The Muse, then, is that most terrified of all the virgins. She starts if she hears a sound, pales if you ask her questions, spins and vanishes if you disturb her dress.
What ails her? you ask. Why does she flinch at the stare?
Where does she come from and where go? How can we get her to visit for longer periods of time? What temperature pleasures her?
Does she like loud voices, or soft? Where do you buy food for her, and of what quality and quantity, and what hours for dining?
We might start off by paraphrasing Oscar Wilde's poem, substituting the word "Art" for "Love."

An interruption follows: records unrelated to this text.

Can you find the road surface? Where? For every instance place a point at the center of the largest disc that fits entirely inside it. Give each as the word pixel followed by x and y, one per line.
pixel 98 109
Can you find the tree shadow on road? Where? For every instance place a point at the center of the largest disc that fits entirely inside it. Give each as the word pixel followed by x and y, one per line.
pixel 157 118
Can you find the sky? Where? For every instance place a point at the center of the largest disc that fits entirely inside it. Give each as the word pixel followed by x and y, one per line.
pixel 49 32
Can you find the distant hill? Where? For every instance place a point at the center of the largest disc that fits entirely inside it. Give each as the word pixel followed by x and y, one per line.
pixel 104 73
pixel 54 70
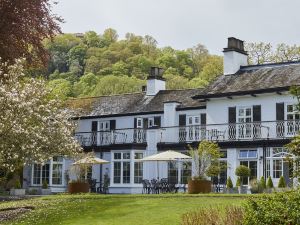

For "Art" substitute, if you wish, "Creativity" or "The Subconscious" or "Heat" or whatever your own word is for what happens when you spin like a firewheel and a story "happens."
Another way of describing The Muse might be to reassess those little specks of light, those airy bubbles which float across everyone's vision, minute flaws in the lens or the outer, transparent skin of the eye. Unnoticed for years, when you first focus your attention on them, they can become unbearable nuisances, ruptures in one's attention at all hours of the day. They spoil what you are looking at, by getting in the way. People have gone to psychiatrists with the problem of "specks." The inevitable advice: ignore them, and they'll go away. The fact is, they don't go away; they remain, but we focus out beyond them, on the world and the world's ever-changing objects, as we should.
So, too, with our Muse. If we focus beyond her, she regains her poise, and stands out of the way.
It is my contention that in order to Keep a Muse, you must first offer food. How you can feed something that isn't yet there is a little hard to explain. But we live surrounded by paradoxes. One more shouldn't hurt us.